Ketimpangan Sosial Semakin Nampak
Perbedaan mencolok antara gaji pejabat dengan penghasilan rakyat kecil mencerminkan ketimpangan sosial yang kian melebar. Ketika rakyat dihadapkan pada biaya pendidikan, kebutuhan pokok, hingga kenaikan harga, para wakil rakyat justru menikmati gaji dan tunjangan yang semakin besar.
Ray Rangkuti menegaskan, jika tren ini dibiarkan, akan muncul jurang kepercayaan antara rakyat dan wakil mereka di Senayan. Rakyat bisa merasa bahwa DPR hanya bekerja untuk kepentingan diri sendiri, bukan memperjuangkan kesejahteraan masyarakat.
Kesimpulan
Isu gaji DPR naik hingga Rp 3 juta per hari jelas mengundang pro dan kontra.

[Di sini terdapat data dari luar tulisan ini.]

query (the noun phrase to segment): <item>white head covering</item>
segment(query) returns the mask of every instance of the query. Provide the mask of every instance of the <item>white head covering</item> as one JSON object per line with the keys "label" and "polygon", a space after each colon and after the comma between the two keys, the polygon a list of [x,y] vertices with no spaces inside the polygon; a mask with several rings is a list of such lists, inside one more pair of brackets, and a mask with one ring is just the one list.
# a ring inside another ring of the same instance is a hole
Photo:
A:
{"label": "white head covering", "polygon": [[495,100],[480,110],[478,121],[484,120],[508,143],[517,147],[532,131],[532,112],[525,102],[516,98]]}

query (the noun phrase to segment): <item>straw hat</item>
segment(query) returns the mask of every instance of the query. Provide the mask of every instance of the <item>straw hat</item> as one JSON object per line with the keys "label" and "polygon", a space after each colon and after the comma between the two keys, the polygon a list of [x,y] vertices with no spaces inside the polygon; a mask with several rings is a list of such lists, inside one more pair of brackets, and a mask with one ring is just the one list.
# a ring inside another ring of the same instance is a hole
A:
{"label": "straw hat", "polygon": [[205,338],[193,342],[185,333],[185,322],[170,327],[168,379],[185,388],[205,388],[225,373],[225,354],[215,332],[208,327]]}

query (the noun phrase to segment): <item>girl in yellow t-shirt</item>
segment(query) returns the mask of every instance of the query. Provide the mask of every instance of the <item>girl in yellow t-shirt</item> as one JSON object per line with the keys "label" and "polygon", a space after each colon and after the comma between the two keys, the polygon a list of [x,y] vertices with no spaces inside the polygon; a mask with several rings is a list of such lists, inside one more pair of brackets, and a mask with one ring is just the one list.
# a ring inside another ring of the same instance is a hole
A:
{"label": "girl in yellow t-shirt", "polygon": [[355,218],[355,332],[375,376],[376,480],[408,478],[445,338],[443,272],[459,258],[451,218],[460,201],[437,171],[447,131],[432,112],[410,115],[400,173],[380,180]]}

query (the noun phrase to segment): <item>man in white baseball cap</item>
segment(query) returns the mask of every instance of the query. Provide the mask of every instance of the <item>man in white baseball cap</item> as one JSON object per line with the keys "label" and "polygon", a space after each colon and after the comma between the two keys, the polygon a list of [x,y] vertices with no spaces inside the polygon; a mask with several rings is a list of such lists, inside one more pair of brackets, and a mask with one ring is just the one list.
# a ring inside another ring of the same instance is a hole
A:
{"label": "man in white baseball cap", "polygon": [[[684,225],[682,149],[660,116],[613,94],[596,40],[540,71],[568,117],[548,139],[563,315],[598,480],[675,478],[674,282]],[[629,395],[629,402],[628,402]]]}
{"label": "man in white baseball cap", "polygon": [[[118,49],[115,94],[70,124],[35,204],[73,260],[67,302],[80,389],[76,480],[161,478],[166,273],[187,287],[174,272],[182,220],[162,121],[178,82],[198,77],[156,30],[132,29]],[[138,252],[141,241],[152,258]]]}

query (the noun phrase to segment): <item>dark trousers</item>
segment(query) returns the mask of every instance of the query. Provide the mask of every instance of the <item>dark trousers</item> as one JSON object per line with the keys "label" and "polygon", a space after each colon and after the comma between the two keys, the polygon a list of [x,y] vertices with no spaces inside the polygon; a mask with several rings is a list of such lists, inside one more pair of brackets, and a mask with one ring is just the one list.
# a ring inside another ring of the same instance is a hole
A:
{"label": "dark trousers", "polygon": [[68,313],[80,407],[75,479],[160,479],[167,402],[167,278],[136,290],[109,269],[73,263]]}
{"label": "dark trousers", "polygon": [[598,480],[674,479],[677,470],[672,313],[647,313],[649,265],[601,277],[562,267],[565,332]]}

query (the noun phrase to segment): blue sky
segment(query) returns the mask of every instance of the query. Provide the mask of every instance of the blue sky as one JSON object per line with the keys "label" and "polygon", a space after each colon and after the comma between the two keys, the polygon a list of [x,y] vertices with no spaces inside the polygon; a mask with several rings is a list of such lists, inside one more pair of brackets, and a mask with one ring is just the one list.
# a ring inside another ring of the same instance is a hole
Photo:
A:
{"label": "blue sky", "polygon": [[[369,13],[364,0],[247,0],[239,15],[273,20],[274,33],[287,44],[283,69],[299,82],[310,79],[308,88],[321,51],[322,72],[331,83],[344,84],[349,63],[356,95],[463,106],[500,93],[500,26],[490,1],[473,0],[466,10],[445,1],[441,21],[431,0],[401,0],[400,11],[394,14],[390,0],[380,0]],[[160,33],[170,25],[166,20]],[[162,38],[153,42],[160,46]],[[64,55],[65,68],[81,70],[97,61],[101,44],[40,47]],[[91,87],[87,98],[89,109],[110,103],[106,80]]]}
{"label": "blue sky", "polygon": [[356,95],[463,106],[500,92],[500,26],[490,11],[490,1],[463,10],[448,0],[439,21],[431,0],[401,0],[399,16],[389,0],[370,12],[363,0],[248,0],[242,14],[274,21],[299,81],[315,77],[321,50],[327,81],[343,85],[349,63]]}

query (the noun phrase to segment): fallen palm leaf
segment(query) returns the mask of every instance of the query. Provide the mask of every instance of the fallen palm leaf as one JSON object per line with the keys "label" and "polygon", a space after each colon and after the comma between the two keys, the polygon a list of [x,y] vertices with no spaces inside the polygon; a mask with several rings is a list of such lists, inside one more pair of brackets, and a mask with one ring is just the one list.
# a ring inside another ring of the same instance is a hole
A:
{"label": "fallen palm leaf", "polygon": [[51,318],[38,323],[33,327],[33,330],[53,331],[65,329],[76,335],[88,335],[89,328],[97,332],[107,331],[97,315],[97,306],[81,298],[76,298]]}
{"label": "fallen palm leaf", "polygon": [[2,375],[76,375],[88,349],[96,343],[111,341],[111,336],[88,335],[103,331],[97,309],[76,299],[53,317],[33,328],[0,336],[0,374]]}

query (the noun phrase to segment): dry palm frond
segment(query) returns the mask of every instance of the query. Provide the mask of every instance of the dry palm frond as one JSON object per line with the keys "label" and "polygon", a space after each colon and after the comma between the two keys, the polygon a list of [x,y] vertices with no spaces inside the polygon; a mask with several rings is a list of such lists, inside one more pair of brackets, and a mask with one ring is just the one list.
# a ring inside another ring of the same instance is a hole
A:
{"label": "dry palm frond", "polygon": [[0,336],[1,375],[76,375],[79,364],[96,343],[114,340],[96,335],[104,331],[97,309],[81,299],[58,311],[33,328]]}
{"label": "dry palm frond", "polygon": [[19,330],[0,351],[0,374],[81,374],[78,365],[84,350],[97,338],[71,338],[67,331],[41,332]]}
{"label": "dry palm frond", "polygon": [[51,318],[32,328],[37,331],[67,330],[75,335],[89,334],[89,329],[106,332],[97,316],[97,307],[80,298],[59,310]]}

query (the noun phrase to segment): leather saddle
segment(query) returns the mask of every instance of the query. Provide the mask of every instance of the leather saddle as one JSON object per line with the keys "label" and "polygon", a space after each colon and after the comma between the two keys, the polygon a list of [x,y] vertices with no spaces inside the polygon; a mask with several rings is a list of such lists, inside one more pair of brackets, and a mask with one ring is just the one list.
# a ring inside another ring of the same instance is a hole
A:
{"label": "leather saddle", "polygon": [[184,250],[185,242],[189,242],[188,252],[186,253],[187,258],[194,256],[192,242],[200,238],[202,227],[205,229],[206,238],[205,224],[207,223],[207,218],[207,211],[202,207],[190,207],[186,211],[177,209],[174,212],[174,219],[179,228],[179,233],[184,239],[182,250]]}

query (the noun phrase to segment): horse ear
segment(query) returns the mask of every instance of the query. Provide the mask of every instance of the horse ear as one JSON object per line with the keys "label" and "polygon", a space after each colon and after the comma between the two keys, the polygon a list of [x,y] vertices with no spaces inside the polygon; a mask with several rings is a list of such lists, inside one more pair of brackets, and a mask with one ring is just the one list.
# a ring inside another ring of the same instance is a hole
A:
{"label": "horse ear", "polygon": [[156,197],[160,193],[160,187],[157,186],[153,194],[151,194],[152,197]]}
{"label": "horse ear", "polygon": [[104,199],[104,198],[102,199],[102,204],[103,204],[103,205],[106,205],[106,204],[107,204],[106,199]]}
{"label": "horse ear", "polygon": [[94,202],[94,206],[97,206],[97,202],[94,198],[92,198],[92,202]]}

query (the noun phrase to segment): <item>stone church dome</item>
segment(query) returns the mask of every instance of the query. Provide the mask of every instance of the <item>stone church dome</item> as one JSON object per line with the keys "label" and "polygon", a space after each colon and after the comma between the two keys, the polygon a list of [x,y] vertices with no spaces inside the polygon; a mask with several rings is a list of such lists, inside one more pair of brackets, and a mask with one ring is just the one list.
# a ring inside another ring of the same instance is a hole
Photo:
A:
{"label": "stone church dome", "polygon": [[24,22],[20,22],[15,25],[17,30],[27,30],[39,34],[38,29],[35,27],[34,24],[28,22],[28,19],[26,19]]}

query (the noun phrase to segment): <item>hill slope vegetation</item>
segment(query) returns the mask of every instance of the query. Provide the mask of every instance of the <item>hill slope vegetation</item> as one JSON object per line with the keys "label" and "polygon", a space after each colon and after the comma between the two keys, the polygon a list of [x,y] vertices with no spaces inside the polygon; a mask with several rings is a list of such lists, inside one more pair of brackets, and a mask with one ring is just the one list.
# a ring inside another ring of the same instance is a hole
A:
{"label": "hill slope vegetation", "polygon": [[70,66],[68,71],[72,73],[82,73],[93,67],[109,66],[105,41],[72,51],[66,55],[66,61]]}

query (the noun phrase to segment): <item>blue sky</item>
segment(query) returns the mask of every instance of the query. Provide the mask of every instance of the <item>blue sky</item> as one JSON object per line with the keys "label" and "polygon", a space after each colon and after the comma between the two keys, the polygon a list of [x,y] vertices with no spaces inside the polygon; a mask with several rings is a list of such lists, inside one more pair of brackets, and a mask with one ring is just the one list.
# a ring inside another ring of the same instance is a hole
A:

Bagi sebagian masyarakat, angka tersebut terasa tidak adil jika dibandingkan dengan kondisi ekonomi mereka yang kian terhimpit. Para pengamat juga mengingatkan bahwa kebijakan semacam ini justru bisa menurunkan kepercayaan rakyat terhadap DPR dan pemerintah.
Jika benar terjadi, kenaikan gaji DPR seharusnya diiringi dengan transparansi kinerja dan komitmen lebih besar dalam memperjuangkan kepentingan rakyat. Tanpa itu, kenaikan ini hanya akan memperdalam jurang ketidakpercayaan publik terhadap lembaga legislatif.